Steven Spielberg: 'Indiana Jones 4' George Lucas' idea, not his
Indiana Jones and the Kingdom of the Crystal Skull is not a very good movie. Actually, it’s less of a movie than a horrific catalogue of everything that is miserable and boring in modern Hollywood: The urge to sequelize into infinity, the paycheck-gravitas of great British actors, the redefinition of “plot” as “a series of digitalized set-pieces signifying nothing,” the notion of Shia LaBeouf as an action hero, the notion that Russians still make interesting villains, the limits of Cate Blanchett’s greatness, but, most of all, the TV-ification of movie stardom, whereby every movie star is only really a star when they’re sleepwalking through reheated incarnations of their most iconic roles. (See also: Renée Zellweger, Sylvester Stallone, everyone who has ever starred in a superhero movie besides Christian Bale, the cast of Fast Five, the cast of Twilight.)
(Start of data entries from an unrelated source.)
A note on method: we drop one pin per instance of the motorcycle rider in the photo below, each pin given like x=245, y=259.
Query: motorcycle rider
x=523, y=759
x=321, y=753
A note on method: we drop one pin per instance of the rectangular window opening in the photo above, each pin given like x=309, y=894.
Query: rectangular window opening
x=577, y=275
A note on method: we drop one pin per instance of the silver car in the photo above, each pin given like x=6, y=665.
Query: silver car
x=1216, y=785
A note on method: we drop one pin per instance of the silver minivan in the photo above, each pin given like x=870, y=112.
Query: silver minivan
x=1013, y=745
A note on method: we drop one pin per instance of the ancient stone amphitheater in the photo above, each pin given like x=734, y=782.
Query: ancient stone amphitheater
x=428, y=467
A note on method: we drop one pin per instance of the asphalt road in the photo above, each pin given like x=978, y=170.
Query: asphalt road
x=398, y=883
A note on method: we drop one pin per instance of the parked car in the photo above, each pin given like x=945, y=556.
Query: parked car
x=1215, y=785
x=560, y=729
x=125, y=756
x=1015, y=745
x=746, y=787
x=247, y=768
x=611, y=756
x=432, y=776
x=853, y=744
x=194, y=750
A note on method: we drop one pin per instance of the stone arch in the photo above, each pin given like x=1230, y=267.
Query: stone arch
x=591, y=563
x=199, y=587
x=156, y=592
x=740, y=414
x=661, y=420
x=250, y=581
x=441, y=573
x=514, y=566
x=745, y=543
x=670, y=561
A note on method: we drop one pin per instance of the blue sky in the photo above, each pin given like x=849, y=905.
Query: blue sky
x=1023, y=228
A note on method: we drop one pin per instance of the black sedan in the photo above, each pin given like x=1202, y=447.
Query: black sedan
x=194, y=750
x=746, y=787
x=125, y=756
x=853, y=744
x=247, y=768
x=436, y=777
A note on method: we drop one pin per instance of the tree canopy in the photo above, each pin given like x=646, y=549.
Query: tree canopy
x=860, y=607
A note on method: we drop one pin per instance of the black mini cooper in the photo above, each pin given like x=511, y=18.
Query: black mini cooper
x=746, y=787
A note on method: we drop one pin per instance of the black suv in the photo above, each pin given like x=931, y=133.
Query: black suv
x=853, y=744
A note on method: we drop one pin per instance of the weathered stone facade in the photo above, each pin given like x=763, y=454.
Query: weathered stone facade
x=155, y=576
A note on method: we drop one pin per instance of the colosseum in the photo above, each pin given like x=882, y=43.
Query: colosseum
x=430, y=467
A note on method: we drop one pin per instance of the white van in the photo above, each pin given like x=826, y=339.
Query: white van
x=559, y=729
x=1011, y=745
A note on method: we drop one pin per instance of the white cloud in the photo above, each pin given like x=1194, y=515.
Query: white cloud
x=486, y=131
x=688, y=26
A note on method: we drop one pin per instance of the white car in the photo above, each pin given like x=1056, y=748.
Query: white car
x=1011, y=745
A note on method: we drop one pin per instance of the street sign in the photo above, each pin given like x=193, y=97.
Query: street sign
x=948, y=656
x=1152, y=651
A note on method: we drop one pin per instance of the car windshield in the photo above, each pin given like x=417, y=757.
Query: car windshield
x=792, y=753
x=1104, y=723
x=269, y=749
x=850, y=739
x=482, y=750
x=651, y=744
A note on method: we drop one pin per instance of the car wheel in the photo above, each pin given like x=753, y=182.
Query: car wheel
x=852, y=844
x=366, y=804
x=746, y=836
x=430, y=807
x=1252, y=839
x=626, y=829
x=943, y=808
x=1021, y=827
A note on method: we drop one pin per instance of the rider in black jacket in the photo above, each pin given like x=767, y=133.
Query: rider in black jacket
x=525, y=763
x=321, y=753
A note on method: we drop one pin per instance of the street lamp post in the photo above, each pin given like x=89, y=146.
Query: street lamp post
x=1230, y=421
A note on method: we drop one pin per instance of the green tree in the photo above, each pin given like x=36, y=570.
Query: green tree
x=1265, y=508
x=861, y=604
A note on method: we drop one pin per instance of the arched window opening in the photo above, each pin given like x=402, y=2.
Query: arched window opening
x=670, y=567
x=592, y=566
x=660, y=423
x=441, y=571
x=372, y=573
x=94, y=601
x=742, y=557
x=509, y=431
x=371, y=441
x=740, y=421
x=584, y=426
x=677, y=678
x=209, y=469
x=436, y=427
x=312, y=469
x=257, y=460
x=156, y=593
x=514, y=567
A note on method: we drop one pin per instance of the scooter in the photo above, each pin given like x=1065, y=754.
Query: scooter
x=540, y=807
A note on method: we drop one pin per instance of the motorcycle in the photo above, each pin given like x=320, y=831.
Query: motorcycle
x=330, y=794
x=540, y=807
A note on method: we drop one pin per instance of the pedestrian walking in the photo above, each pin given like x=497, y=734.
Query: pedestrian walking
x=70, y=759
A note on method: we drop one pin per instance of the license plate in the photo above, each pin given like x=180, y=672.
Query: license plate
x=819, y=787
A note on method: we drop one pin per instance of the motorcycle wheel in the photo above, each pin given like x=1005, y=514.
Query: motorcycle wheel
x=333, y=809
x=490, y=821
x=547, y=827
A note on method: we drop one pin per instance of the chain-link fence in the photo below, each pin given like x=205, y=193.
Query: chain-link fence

But Crystal Skull was directed by Steven Spielberg, who has almost certainly earned the right to strike out every now and then. Spielberg has been producing great, complex, entertaining Hollywood fare for 40 years now. You don’t just pick out your favorite Spielberg film; you pick out your favorite Spielberg phase. Do you prefer the “Classic” era, from 1975 (Jaws) to 1982 (E.T.)? Or perhaps the underrated “Weird” period, from 1984 (Temple of Doom) to 1991 (Hook), which also includes Spielberg’s work as the producer of Gremlins, The Goonies, and Back to the Future? Some people dig the “Revival” period, when he made the “important” trilogy (Schindler’s List, Amistad, Saving Private Ryan) and mixed in a couple Jurassic Park movies, why not? Personally, I dig Spielberg’s “Bleak” period, from 2001’s totally weird Kubrick mash-up A.I. through a brilliant post-9/11 Tom Cruise duet up to the incisive thriller Munich.
That’s a great run that ended with Crystal Skull, but in a new interview with Empire, Spielberg sounds pretty serene about the Indiana Jones fourquel. That’s not to say he doesn’t understand that people have a gripe with the central plot point of the film, which you’ll recall forced Harrison Ford to run around the jungle waving a Crystal Skull and yelling “Crystal Skull! Crystal Skull! Crystal Skull!” for 90 minutes. “I sympathize with people who didn’t like the MacGuffin because I never liked the MacGuffin,” says Spielberg. “George [Lucas] and I had big arguments about the MacGuffin.” Ah, but don’t think for a moment that Spielberg is joining in the popular Internet sporting event of Hating On Lucas. “I am loyal to my best friend,” he says. “When he writes a story he believes in — even if I don’t believe in it — I’m going to shoot the movie the way George envisaged it.”
So basically, this is a classic example of an awesome filmmaker deferring to a decidedly less awesome filmmaker, purely out of friendship. (Sort of like whenever Quentin Tarantino works with Robert Rodriguez, or when Alfred Hitchcock took some peyote with William Wyler and Wyler was all like, “Yo Hitch, man, you should totally make a movie about dreams, man!” and the result was Spellbound.) Spielberg happily admits that the most infamous scene in Crystal Skull belongs to him:
What people really jumped at was Indy climbing into a refrigerator and getting blown into the sky by an atom-bomb blast. Blame me. Don’t blame George. That was my silly idea. People stopped saying “jump the shark”. They now say, “nuked the fridge”. I’m proud of that. I’m glad I was able to bring that into popular culture.
Anyhow, the point is that Spielberg feels your pain, and now we can all have a good laugh, and while we’re laughing, we can take a good hard look at the first decade of the new millennium, and ponder the fact that we lived through a moment when George Lucas’ silly ideas were regularly turned into $200 million movies.